Os experiments mostraram que larvas alimentadas apenas com poliestireno ou com farelo apresentaram maior sobrevivência quando combinadas, sugerindo que a presença de nutrientes favorece o consumo do plástico. Os insetos podem mastigar o material, abrindo caminho para futuras aplicações.
Além disso, a análise das entranhas revelou níveis mais altos de bactérias Proteobacteria e Firmicutes em larvas alimentadas com poliestireno, o que pode facilitar a decomposição.

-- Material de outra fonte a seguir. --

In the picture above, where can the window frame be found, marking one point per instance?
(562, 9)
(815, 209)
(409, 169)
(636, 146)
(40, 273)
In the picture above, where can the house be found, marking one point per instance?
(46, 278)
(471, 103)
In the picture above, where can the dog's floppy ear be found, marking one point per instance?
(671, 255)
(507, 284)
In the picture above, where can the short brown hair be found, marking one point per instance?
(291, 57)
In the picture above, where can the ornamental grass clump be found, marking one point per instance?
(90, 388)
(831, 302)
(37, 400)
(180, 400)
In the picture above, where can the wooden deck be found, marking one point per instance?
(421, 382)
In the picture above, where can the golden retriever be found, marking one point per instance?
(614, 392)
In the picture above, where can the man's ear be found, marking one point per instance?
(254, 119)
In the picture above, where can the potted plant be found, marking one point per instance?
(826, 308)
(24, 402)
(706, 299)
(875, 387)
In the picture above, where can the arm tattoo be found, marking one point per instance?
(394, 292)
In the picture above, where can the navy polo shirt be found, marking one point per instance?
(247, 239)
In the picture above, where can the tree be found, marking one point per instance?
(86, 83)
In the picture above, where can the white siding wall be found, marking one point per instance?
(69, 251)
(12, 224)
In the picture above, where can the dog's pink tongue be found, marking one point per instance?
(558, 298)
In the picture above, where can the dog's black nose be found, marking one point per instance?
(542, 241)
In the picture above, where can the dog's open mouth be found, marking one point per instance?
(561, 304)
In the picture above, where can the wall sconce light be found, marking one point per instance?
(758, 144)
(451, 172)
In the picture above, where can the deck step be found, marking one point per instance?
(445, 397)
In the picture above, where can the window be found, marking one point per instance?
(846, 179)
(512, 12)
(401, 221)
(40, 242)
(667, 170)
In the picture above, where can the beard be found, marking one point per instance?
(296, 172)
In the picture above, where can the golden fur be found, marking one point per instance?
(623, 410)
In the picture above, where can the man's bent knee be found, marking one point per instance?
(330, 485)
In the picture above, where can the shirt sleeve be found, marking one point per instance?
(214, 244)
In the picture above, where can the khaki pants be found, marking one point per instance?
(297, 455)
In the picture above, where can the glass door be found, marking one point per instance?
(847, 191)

Pesquisadores destacam que as enzimas dessas bactérias seriam-chave para soluções microbianas ampliadas.
Potencial e próximos passos
Os cientistas defendem isolar as bactérias e as enzimas envolvidas para desenvolver métodos de degradação de resíduos plásticos em maior escala. O estudo sugere que o intestino de certos insetos pode hospedar organismos capazes de transformar o poliestireno.
Os resultados foram publicados no The Conversation pela pesquisadora Fathiya Khamis, do Centro Internacional de Fisiologia e Ecologia de Insetos do Quênia. O texto descreve a hipótese de que as bactérias, não as larvas isoladamente, promovem a degradação.
Contexto ambiental
O trabalho reforça o desafio global do descarte de plástico, com milhões de toneladas descartadas anualmente e baixa taxa de reciclagem. A produção de plásticos iniciou na metade do século XX, e o equilíbrio entre produção e reciclagem segue insustentável.
Especialistas destacam impactos ambientais, como poluição de oceanos, contaminação de sedimentos e riscos para espécies marinhas. A pesquisa aponta caminhos para desenvolver soluções biológicas que complementem políticas de redução de resíduos.